When women leave an abusive marriage, they often feel a sense of relief and hope that now that the marriage is over, the abuse will come to an end. Unfortunately, this is often not the case. Many women that leave an abusive husband are perpetually punished for doing so and the abuse often persists beyond the marriage. Many men punish financially, as they feel this is the only way that they have of maintaining control. In many cases, the cycle of abuse continues as women, in this case are often not financially independent. In an attempt to gain some control, many women may withhold access. It is important to note that if there is a maintenance agreement and a man withholds payment, this is illegal. Despite this fact, it is equally illegal to withhold access in retalliation.

Be aware of the fact that conversation should be limited to your common children and that you should attempt to keep the interaction as businesslike as possible.

Here are some tips to minimise conflict:

Try keep as much routine as possible. E-mail your children’s timetable to your ex husband and make sure to notify him of any changes. Be courteous and provide sufficent notice of any changes.

Make a regular time that you communicate about your children, their issues and their progress. If the relationship between you and your ex is tumultuous, limit the conversation to email.

Be aware of rules or boundaries you may insist on – you will be expected to keep to these too eg if you are difficult with regard to an au pair your ex may appoint and you make an issue of it, you need to be prepared to expect the same, should you appoint an au pair. If you are inflexible with visitation, don’t expect your ex to be flexible. Make sure that the rules that you enforce are ones that you will be happy with complying yourself.

Pick your battles. There are certain things that are worth fighting for – know what these are. For the rest of the time, steer away from unnecessary conflict. Avoid playing power games with your ex, just to prove a point.

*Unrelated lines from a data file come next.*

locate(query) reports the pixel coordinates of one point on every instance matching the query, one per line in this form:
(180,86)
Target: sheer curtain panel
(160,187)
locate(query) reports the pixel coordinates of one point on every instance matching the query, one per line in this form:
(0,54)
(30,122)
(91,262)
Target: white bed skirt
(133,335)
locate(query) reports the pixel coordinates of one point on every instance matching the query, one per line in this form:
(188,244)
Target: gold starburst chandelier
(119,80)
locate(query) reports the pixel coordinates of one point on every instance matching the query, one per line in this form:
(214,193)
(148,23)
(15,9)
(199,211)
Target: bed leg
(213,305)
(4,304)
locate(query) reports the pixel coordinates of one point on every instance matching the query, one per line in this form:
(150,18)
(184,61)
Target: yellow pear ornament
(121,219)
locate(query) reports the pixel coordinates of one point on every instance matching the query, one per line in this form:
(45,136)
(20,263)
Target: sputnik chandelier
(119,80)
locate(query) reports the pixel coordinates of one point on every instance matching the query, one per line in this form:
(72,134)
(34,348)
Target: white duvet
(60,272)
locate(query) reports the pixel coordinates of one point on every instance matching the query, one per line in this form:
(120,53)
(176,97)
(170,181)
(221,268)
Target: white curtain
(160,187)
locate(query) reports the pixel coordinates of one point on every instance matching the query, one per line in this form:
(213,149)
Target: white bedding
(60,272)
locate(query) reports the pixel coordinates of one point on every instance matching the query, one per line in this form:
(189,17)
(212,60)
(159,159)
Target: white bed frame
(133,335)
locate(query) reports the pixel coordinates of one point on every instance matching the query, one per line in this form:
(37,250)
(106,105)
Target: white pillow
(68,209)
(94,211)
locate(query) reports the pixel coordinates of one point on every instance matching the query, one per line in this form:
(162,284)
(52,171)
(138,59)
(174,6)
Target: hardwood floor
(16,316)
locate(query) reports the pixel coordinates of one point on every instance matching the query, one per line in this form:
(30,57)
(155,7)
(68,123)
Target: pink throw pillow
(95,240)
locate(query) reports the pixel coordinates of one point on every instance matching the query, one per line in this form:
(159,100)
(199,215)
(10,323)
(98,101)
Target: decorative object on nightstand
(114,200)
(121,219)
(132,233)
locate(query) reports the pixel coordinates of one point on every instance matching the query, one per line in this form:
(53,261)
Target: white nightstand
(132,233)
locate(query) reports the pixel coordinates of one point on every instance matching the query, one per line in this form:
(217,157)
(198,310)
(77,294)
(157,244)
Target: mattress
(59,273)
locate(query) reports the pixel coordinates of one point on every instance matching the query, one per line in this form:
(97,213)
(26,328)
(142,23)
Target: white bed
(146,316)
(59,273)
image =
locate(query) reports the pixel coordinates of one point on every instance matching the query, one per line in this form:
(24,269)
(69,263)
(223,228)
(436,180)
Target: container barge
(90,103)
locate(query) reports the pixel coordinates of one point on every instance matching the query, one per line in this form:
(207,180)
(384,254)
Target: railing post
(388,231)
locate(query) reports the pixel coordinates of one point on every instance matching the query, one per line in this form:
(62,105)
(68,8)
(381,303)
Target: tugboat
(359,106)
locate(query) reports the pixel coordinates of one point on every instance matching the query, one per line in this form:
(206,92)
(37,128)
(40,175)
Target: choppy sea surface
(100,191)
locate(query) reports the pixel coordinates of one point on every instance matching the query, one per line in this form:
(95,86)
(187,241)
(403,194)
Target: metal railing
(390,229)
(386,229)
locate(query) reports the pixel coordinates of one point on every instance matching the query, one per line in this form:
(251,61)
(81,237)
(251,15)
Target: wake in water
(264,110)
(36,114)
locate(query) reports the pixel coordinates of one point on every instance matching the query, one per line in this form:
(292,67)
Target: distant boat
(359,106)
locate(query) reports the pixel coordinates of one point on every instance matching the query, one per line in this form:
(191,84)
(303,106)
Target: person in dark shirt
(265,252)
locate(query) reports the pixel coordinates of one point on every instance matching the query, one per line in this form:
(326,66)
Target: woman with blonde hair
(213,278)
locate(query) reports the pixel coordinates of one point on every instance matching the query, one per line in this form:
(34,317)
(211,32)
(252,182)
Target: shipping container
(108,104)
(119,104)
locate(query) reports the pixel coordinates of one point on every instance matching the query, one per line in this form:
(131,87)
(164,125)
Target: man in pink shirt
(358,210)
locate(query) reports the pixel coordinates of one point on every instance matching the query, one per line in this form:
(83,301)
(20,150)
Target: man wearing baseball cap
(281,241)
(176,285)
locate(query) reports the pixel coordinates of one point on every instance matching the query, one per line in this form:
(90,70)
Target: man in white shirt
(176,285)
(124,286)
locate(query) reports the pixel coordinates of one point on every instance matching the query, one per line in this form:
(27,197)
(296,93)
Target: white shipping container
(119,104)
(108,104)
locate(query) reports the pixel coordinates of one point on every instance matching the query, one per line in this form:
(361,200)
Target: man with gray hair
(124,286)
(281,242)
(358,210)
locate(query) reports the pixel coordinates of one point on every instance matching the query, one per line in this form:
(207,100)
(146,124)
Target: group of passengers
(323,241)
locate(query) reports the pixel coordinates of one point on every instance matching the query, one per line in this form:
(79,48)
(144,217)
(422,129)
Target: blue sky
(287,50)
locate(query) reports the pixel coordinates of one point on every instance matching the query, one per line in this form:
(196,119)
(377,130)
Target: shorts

Involve an external person when there are high conflict situations. There is a huge benefit to engaging post-divorce mediators. There are professionals who deal with this regularly. Alternatively, appoint a psychologist, social worker or trusted neutral party to intervene where necessary. Some divorce agreements make provision for these situations.

Avoid discussing issues with your ex in front of your children. Being a child of a divorce is stressful enough without being exposed to high conflict interactions between parents.

If you feel you are in a threatening abusive situation, do consult a professional. Sometimes legal intervention (such as obtaining a protection order) may be necessary, if you feel that you or your children are in danger.